The very idea raises an immediate "uh-oh."
Mozart's music feels like such a complete sphere unto itself that so-called re-loads, mashups and crossover re-arrangements have been minimal and often embarrassing.
Just in the past year, though, surprisingly interventionist performances have been coming my way from extremely high places: When the slow movement of Mozart's Piano Concerto No. 25 arrived during a recent radio broadcast from Carnegie Hall, my ears immediately went into what-will-happen-next mode as Jeremy Denk began playing all sorts of ornaments, willingly abetted by Michael Tilson Thomas' give-and-take tempos needed to make it work.
Of course the performance felt fresh and original; how could it not? But it also felt right. This is not to suggest that Denk followed some secret formula that brought the piece to a destiny it was always meant for. No, this simply worked in the moment, which is the definition of a performance, and with qualities you don't realize you've been without until they're unfolding before your very ears.

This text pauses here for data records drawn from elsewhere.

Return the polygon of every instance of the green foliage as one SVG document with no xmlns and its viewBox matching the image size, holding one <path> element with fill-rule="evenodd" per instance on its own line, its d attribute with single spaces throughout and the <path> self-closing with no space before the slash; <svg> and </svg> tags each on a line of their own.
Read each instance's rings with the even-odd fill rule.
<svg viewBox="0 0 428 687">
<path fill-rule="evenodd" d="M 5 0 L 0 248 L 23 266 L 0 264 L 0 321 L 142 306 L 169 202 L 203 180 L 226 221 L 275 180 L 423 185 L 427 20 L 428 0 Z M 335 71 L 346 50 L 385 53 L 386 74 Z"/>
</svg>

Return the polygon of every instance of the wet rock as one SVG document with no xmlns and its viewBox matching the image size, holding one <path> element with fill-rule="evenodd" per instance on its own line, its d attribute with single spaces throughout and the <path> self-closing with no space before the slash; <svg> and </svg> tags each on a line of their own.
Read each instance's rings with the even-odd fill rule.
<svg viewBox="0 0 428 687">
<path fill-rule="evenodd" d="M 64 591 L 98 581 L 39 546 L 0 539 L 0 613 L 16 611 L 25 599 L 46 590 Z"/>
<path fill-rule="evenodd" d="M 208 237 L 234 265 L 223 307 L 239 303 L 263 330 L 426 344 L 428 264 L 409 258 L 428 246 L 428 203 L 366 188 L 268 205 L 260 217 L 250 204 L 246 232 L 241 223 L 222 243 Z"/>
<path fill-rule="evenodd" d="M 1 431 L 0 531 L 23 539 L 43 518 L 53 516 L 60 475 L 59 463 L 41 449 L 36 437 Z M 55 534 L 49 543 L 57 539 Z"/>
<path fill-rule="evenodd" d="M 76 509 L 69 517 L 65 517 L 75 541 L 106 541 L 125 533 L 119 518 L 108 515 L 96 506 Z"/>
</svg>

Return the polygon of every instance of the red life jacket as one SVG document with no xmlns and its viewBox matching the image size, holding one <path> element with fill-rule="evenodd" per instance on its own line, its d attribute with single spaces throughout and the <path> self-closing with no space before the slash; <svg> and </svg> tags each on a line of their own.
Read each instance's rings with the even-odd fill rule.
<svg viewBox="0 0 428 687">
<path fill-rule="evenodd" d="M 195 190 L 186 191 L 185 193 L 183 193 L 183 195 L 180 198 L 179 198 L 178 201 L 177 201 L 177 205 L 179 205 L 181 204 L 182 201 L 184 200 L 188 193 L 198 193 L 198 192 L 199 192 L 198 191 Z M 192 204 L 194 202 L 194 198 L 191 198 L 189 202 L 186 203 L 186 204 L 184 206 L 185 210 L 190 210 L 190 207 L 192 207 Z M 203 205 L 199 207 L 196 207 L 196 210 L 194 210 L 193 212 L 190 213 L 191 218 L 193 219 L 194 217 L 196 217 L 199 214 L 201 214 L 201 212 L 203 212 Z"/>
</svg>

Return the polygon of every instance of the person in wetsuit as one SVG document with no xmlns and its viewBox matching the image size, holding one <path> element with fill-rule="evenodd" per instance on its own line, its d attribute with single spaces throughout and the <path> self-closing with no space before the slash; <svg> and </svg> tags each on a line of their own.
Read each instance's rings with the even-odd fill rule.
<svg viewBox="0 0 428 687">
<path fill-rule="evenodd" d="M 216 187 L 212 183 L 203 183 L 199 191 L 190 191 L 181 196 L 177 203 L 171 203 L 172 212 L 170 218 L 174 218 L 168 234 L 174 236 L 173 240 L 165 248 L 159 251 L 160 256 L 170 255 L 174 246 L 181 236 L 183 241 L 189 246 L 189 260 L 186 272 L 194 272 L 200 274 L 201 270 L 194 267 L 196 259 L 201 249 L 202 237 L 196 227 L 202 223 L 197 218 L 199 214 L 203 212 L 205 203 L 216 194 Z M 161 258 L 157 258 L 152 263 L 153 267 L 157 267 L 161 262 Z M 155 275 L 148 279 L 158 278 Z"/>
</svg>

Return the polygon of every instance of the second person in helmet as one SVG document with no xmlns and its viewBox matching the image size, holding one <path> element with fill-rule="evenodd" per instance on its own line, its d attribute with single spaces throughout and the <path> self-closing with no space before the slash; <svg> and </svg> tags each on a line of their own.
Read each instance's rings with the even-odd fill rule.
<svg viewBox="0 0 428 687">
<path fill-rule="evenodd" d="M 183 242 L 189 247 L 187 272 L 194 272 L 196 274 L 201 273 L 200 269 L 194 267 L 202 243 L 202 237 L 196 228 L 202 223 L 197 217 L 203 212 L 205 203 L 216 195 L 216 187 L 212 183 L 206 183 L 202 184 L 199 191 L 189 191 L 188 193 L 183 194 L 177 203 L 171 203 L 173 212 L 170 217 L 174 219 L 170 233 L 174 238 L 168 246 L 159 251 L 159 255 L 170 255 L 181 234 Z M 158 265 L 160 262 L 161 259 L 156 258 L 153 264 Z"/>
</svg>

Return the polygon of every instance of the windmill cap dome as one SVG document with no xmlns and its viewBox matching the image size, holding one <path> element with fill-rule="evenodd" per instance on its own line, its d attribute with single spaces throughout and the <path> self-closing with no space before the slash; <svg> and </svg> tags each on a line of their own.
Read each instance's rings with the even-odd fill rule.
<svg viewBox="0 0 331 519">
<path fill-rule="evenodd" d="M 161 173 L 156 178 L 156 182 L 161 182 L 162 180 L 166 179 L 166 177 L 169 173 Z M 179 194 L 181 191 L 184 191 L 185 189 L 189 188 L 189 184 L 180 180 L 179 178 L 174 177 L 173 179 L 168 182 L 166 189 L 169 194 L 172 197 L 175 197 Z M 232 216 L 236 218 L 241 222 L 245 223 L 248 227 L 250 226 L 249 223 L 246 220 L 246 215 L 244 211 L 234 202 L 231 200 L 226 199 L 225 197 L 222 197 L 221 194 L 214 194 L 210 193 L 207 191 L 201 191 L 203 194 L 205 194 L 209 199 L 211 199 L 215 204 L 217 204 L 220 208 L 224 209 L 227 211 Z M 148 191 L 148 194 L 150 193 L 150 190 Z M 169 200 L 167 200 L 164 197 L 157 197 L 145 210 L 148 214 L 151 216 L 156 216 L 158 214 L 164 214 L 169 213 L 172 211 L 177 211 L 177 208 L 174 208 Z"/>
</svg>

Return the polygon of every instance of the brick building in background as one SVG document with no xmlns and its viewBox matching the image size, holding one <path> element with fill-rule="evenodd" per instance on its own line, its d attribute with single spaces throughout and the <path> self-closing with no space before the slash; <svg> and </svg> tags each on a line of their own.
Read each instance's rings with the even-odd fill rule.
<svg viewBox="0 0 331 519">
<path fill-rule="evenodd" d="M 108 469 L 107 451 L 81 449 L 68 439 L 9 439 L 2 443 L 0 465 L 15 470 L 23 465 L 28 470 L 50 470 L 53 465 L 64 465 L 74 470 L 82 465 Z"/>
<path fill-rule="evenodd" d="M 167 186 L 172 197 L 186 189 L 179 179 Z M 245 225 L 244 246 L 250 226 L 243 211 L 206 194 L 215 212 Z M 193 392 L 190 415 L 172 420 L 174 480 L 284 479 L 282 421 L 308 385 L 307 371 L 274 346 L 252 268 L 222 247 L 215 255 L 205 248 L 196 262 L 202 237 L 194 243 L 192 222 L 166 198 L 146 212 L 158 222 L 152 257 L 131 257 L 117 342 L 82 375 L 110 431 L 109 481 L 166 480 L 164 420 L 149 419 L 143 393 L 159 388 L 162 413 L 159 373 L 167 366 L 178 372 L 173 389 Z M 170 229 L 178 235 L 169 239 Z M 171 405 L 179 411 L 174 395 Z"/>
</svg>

Normally, Mozart doesn't need a great deal of help from performers to succeed on a basic level; the main challenge can be to not get in the way. This performance was different, suggesting a deeper though speculative journey into Mozart's psyche, rendered with greater-than-typical levels of extrapolation. So it's success is by no means to be taken for granted.
In the new DVD of The Magic Flute with the Berlin Philharmonic under Simon Rattle, the first scene has a huge cadenza at the end of trio by The Three Ladies suggests these unusually aggressive helpmaidens for The Queen of the Night have a great deal more to say than what Mozart wrote down for them. Jaws may drop. Where did those notes come from?.

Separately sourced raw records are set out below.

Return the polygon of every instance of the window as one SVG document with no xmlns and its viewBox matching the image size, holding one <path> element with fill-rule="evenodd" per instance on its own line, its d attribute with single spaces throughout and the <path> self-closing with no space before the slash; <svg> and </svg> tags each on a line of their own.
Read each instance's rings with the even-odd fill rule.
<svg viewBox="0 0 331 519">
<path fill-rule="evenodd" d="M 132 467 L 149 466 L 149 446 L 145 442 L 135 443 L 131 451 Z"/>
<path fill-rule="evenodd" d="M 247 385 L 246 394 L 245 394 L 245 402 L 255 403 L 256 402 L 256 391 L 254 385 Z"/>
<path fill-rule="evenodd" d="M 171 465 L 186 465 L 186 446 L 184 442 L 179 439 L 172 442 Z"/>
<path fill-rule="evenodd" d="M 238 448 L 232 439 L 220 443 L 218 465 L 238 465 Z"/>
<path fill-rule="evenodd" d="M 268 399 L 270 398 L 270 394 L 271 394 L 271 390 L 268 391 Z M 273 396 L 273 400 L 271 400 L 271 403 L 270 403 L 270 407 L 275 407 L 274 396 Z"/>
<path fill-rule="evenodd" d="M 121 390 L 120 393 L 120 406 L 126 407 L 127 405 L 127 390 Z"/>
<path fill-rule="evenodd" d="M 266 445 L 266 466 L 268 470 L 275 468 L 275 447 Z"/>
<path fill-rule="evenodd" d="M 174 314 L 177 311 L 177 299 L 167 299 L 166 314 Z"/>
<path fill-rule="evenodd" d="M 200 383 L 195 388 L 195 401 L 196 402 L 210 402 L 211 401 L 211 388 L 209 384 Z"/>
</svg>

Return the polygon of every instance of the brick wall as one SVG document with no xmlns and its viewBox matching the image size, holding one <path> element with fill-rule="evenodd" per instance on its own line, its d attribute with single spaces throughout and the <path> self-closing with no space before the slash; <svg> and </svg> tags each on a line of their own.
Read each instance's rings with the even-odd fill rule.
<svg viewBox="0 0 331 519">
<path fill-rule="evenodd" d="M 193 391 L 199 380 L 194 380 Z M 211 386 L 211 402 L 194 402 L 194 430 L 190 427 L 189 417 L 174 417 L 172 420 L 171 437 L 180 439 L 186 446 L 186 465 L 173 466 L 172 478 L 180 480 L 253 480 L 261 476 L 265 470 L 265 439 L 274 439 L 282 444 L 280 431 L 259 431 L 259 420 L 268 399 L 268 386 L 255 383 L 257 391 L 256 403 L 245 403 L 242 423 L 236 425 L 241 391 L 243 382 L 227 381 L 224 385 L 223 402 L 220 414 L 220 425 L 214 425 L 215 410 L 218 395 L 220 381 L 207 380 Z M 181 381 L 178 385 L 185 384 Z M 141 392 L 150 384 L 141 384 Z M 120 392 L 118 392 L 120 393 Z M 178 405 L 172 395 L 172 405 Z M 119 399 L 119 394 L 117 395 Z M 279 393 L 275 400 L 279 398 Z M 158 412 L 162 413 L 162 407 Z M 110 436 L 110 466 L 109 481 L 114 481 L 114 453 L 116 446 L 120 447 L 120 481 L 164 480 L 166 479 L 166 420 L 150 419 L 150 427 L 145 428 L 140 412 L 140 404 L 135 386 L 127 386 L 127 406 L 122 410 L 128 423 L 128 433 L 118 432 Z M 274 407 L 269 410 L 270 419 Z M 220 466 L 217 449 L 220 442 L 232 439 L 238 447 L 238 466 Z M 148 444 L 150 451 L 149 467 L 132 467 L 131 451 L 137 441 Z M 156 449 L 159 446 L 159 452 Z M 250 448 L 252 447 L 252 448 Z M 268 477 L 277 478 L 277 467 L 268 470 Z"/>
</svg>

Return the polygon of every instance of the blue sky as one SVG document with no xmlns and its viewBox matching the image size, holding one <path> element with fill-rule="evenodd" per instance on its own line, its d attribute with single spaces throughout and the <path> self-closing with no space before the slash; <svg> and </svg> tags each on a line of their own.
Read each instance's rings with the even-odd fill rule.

Even more interventionist is the forthcoming Sony Classical recording of The Marriage of Figaro from Perm Russia. Already out in Europe and scheduled for a March release in the U.S., the recording claims (in its promotional materials) to be the most uncompromising one ever made in the field of opera, coming from the fact that Teodor Currentzis demands and gets unlimited rehearsal time. With busy soloists such as Simone Kermes (the Countess) and Christopher Maltman in the forthcoming Cosi fan tutte, that can't be the case from top to bottom. Busy international soloists aren't going to offer unlimited time in Perm.

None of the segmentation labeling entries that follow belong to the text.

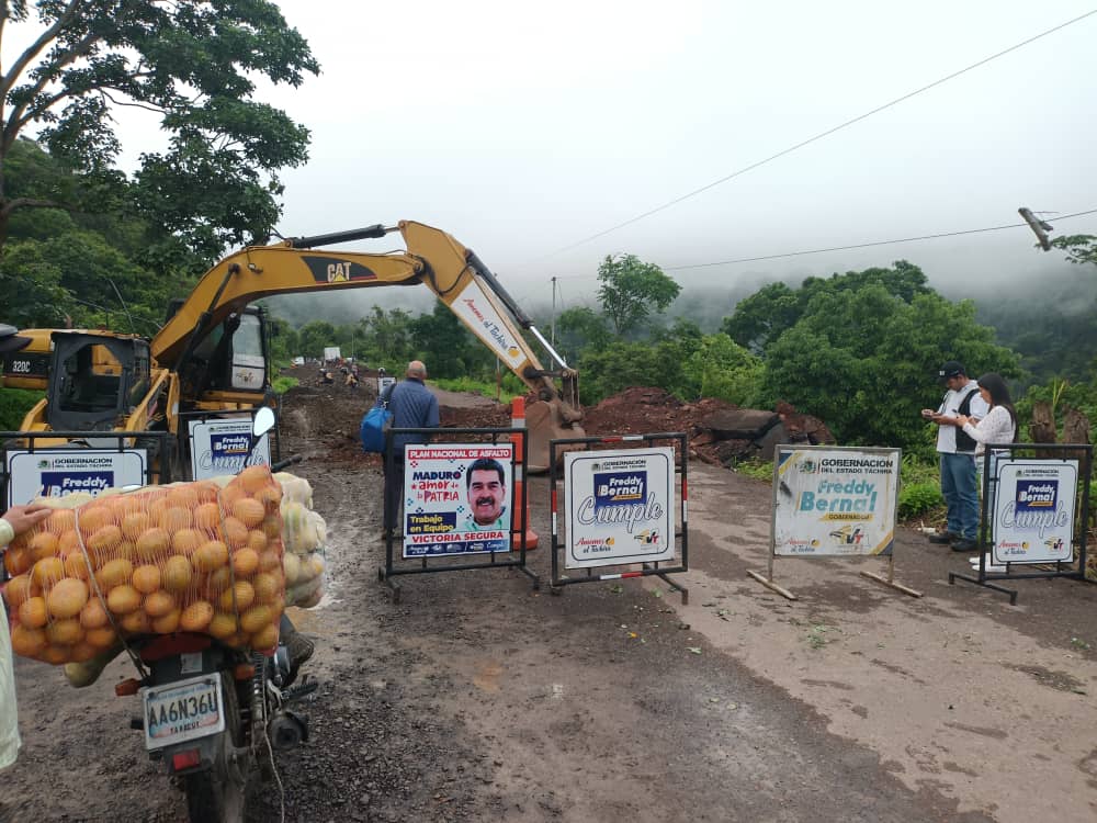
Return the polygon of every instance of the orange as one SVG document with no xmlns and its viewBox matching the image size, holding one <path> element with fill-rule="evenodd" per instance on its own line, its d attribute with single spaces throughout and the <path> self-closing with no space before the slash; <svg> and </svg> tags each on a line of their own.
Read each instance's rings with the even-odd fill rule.
<svg viewBox="0 0 1097 823">
<path fill-rule="evenodd" d="M 255 574 L 257 568 L 259 568 L 259 554 L 255 549 L 237 549 L 233 552 L 233 572 L 237 577 L 248 577 Z"/>
<path fill-rule="evenodd" d="M 9 548 L 8 551 L 3 553 L 3 567 L 7 568 L 8 574 L 12 576 L 16 574 L 23 574 L 24 572 L 30 572 L 31 566 L 33 565 L 34 565 L 34 556 L 26 548 L 23 549 Z"/>
<path fill-rule="evenodd" d="M 248 527 L 235 517 L 226 517 L 222 525 L 222 533 L 225 542 L 234 549 L 239 549 L 248 544 Z"/>
<path fill-rule="evenodd" d="M 83 552 L 72 552 L 65 557 L 65 576 L 88 579 L 88 561 L 83 559 Z"/>
<path fill-rule="evenodd" d="M 145 613 L 149 617 L 170 615 L 176 608 L 176 598 L 167 591 L 154 591 L 145 598 Z"/>
<path fill-rule="evenodd" d="M 233 597 L 234 593 L 236 594 L 235 602 Z M 251 606 L 255 599 L 256 590 L 251 587 L 251 584 L 245 580 L 237 580 L 233 588 L 222 593 L 220 597 L 217 599 L 217 606 L 220 607 L 222 611 L 237 613 Z"/>
<path fill-rule="evenodd" d="M 220 507 L 216 503 L 203 503 L 194 509 L 194 526 L 214 531 L 220 526 Z"/>
<path fill-rule="evenodd" d="M 49 611 L 46 609 L 46 598 L 29 597 L 19 607 L 19 622 L 29 629 L 41 629 L 49 620 Z"/>
<path fill-rule="evenodd" d="M 101 629 L 89 629 L 84 632 L 83 639 L 97 649 L 108 649 L 114 645 L 118 635 L 115 633 L 114 629 L 104 625 Z"/>
<path fill-rule="evenodd" d="M 104 563 L 103 566 L 95 572 L 95 580 L 99 583 L 99 587 L 101 589 L 109 591 L 115 586 L 128 583 L 133 573 L 134 564 L 125 557 L 118 557 Z"/>
<path fill-rule="evenodd" d="M 140 608 L 140 591 L 129 584 L 122 584 L 111 589 L 106 596 L 106 608 L 115 615 L 128 615 Z"/>
<path fill-rule="evenodd" d="M 234 615 L 226 615 L 224 611 L 218 611 L 214 615 L 213 620 L 210 621 L 210 628 L 206 629 L 217 640 L 231 638 L 236 634 L 236 617 Z"/>
<path fill-rule="evenodd" d="M 212 572 L 228 562 L 228 546 L 219 540 L 210 540 L 194 550 L 191 563 L 197 572 Z"/>
<path fill-rule="evenodd" d="M 46 627 L 46 639 L 52 645 L 64 646 L 83 640 L 83 627 L 79 620 L 55 620 Z"/>
<path fill-rule="evenodd" d="M 47 642 L 46 633 L 42 629 L 32 629 L 23 623 L 11 628 L 12 651 L 23 657 L 37 657 Z"/>
<path fill-rule="evenodd" d="M 60 557 L 45 557 L 34 564 L 31 579 L 39 586 L 55 583 L 65 576 L 65 562 Z"/>
<path fill-rule="evenodd" d="M 248 645 L 252 649 L 259 650 L 260 652 L 273 649 L 278 645 L 278 625 L 274 623 L 264 625 L 251 635 L 251 639 L 248 641 Z"/>
<path fill-rule="evenodd" d="M 148 615 L 139 609 L 125 615 L 118 620 L 118 625 L 122 627 L 122 631 L 129 632 L 131 634 L 148 634 L 152 630 L 152 623 L 149 621 Z"/>
<path fill-rule="evenodd" d="M 163 617 L 158 617 L 152 620 L 152 631 L 157 634 L 171 634 L 179 628 L 179 618 L 182 612 L 179 609 L 172 609 Z"/>
<path fill-rule="evenodd" d="M 203 542 L 205 542 L 205 538 L 197 529 L 180 529 L 171 535 L 171 550 L 176 554 L 190 557 Z"/>
<path fill-rule="evenodd" d="M 161 557 L 168 553 L 171 535 L 163 529 L 152 528 L 137 538 L 137 554 L 145 560 Z"/>
<path fill-rule="evenodd" d="M 160 526 L 171 534 L 180 529 L 191 528 L 193 522 L 194 516 L 191 514 L 191 510 L 180 506 L 172 506 L 169 509 L 165 509 L 163 514 L 160 515 Z"/>
<path fill-rule="evenodd" d="M 249 529 L 253 529 L 267 517 L 267 507 L 259 500 L 253 500 L 250 497 L 241 497 L 233 504 L 233 517 Z"/>
<path fill-rule="evenodd" d="M 108 523 L 88 538 L 88 549 L 97 554 L 103 554 L 117 549 L 121 542 L 122 529 L 114 523 Z"/>
<path fill-rule="evenodd" d="M 137 566 L 134 570 L 133 584 L 143 595 L 156 591 L 160 588 L 160 567 L 152 564 Z"/>
<path fill-rule="evenodd" d="M 213 620 L 213 605 L 206 600 L 195 600 L 185 609 L 179 622 L 184 631 L 200 632 Z"/>
<path fill-rule="evenodd" d="M 31 538 L 29 548 L 35 560 L 44 560 L 45 557 L 57 555 L 59 541 L 57 540 L 57 535 L 52 531 L 39 531 Z"/>
<path fill-rule="evenodd" d="M 192 576 L 193 570 L 186 557 L 174 555 L 168 557 L 163 564 L 161 577 L 163 578 L 163 587 L 168 591 L 183 591 L 191 585 Z"/>
<path fill-rule="evenodd" d="M 42 587 L 34 584 L 31 580 L 31 575 L 21 574 L 18 577 L 12 577 L 8 580 L 8 584 L 3 587 L 4 599 L 8 600 L 8 607 L 15 611 L 26 602 L 27 598 L 34 595 L 42 594 Z"/>
<path fill-rule="evenodd" d="M 240 615 L 240 628 L 248 634 L 255 634 L 268 625 L 273 617 L 274 610 L 270 606 L 252 606 Z"/>
<path fill-rule="evenodd" d="M 46 596 L 46 607 L 55 618 L 73 618 L 88 602 L 88 584 L 73 577 L 64 577 L 54 584 Z M 50 639 L 52 643 L 58 641 Z M 65 640 L 63 643 L 76 641 Z"/>
<path fill-rule="evenodd" d="M 147 512 L 132 511 L 122 518 L 122 533 L 131 540 L 137 540 L 151 525 Z"/>
<path fill-rule="evenodd" d="M 279 578 L 270 572 L 260 572 L 251 582 L 251 587 L 256 590 L 256 600 L 259 602 L 271 602 L 282 590 Z"/>
<path fill-rule="evenodd" d="M 84 629 L 102 629 L 111 622 L 111 616 L 106 613 L 102 601 L 93 597 L 84 604 L 80 610 L 80 625 Z"/>
</svg>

Nonetheless, cadenzas and ornaments are everywhere and sung as if they're the most natural thing in the world. With some ceaselessly inventive harpsichord playing, the whole thing (for all its rehearsal) feels much more freewheeling, and breezy then those ultra-meticulous Karl Bohm recordings that now seem downright obsolete next to this one.
But didn't Mozart supposedly have too many notes as it is? Does the music need more?
What we're seeing here is a shift from a preservation to restoration. Musicologists always knew that the music printed on the page was hardly the totality of what was played, especially in baroque opera. The use of ornaments, improvised and otherwise, has long been known about in Mozart.
The question is how might they go (aside from the few ornaments that survive in written form) and if anybody had the guts to actually employ them. But such chances must be taken if Mozart operas are to be more than beautiful, somewhat remote pieces and living artworks who have shaped our lives as much if not more than current composers.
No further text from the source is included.